I Am is a 2010 faith-based, non-linear, drama film written and directed by John Ward, produced by John Ward, Chris Marcus, and professional baseball veteran Todd Zeile, through Bay Ridge Films and Upper Room Media and released by 20th Century Fox. Co-produced by Stefan Hajek and Aaron Breeden, and shot and edited by Chris Marcus, the film stars Tomas Boykin, Jay Hindle, Todd Zeile, John Ward, Greg Fisk, Amy Holland, Christinna Chauncey, and Stefan Hajek. On October 10, 2010, the film had a limited release in 2,500 churches worldwide in preparation for its DVD release of November 2, 2010.

==Background==
Documenting 10 people and their failure to follow the 10 commandments, the project was in production for 18 months. I Am is a series of modern-day lessons from the Ten Commandments and was produced from a minimal budget by the creators and producers of the 'Liquid Series' in Los Angeles, Newport Beach, and Irvine, California, over various shooting days in 2008 and 2009. The feature film has been often described as a "Christian Crash" both by Hollywood executives and Christian pastors.

== Cast ==

- Tomas Boykin as I Am
- Jay Hindle as Lance Vita
- John Ward as Aaron Rossdale
- Todd Zeile as Trevor Evans
- Stefan Hajek as Jake Russell
- Amy Holland as Alice Bordeaux
- Kate Bishop as Elaine
- Greg Fisk as Dr. Ortus
- Christinna Chauncey as Angelica Vita
- Gary Edward as Selani
- Laura McHenry as Eva
- Josie Gammell as Lt. Everett
- Clay Randall as Spenser Hamilton
- Rosalie Autumn Miller as Liz
- Garrett Zeile as Will Evans
- Courtney Duckworth as Sarah Russell
- Ace Marrero as Officer Allegro
- Rosalie Autumn Miller as Liz
- Marijana Pecijarevska as Selani's Girlfriend
- Clay Randal as Spenser Hamilton
- Erin Stegeman as Dr. Carmichael

== Production and marketing ==
I Am was created and produced by the same team that created the Liquid DVD series, and was shot with the support of, and in cooperation with, Mariners Church in Irvine, California. Many locations were donated as were the talents of many team members. As an alternative to a traditional theatrical release, the producers and distributors opted instead to release the film as a world premiere screening across North America in 1,500 churches before release to the general public.

=== Music ===
The film soundtrack for I Am features songs by both Christian and secular groups and artists, such as Katharine McPhee, Michael Johns, John Driskell Hopkins (of Zac Brown Band), Rasa 9, and Travis Ryan. Original score for the film was composed and produced by Christian Lundberg. Music supervisor was Stefan Hajek.

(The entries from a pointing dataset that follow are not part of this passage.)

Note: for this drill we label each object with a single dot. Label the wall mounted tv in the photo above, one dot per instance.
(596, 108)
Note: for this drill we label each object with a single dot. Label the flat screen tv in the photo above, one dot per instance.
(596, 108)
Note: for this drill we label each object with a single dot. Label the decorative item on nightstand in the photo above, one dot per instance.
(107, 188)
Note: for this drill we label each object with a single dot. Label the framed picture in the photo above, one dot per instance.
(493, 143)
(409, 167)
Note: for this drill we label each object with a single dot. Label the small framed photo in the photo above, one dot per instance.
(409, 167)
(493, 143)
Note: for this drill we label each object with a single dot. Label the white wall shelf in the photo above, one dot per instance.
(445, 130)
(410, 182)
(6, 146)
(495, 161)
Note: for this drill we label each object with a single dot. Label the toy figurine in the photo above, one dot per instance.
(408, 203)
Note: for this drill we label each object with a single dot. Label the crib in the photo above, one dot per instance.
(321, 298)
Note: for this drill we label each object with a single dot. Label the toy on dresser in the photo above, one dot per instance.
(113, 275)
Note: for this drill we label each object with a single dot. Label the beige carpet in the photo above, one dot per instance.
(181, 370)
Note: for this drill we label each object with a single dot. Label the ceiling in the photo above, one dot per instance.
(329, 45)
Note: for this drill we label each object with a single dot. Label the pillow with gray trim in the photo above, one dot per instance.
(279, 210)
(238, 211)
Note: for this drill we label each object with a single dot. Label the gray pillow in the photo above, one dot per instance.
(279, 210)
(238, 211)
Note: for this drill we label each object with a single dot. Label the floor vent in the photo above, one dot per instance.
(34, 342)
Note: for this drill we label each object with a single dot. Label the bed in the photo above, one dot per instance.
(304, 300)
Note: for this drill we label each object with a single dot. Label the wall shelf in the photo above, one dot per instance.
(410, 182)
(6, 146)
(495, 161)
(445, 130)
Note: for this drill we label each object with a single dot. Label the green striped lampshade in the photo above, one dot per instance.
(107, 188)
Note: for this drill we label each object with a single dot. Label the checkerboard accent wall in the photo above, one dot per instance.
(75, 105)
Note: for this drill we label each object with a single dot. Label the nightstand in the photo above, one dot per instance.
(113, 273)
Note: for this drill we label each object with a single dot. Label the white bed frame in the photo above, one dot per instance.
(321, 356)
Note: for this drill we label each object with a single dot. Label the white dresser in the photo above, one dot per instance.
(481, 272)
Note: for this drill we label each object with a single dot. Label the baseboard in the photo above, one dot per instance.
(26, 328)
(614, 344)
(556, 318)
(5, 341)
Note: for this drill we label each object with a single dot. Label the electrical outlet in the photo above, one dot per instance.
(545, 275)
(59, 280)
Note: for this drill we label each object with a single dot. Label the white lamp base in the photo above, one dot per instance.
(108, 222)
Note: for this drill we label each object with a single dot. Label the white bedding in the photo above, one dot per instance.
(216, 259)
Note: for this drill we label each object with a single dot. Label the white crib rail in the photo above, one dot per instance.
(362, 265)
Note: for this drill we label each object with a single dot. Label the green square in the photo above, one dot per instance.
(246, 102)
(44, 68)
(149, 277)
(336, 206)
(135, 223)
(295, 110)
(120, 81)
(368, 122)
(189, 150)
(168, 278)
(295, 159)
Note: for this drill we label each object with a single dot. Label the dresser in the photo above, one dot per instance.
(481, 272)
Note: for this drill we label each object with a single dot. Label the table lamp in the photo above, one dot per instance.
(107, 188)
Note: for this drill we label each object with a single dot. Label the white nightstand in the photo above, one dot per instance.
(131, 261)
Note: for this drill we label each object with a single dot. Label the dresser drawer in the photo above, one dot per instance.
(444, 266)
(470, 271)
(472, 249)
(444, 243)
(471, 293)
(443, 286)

- "Salvation is Here" - Travis Ryan
- "Fools Gold" - Michael Johns
- "Say Goodbye" - Katharine McPhee
- "Free” - Tim Timmons
- "Don’t Run Away” - Tim Timmons
- "Facedown" - Sandfrog
- "Save Yourself" - Sandfrog
- "Cool As We" - Stickfigure
- "Lazy Man" - John Driskell Hopkins
- "Girl" - Joel Eckels and Paper Sun
- "Bittersweet Illusion" - JetStream
- "Halfway to Happiness" - JetStream
- "On and On" - JetStream
- "I Am" - Jessica Specht
- "Say Goodbye" - Rasa 9

A music video for the song, "Say Goodbye," by Katharine McPhee, features footage from the film.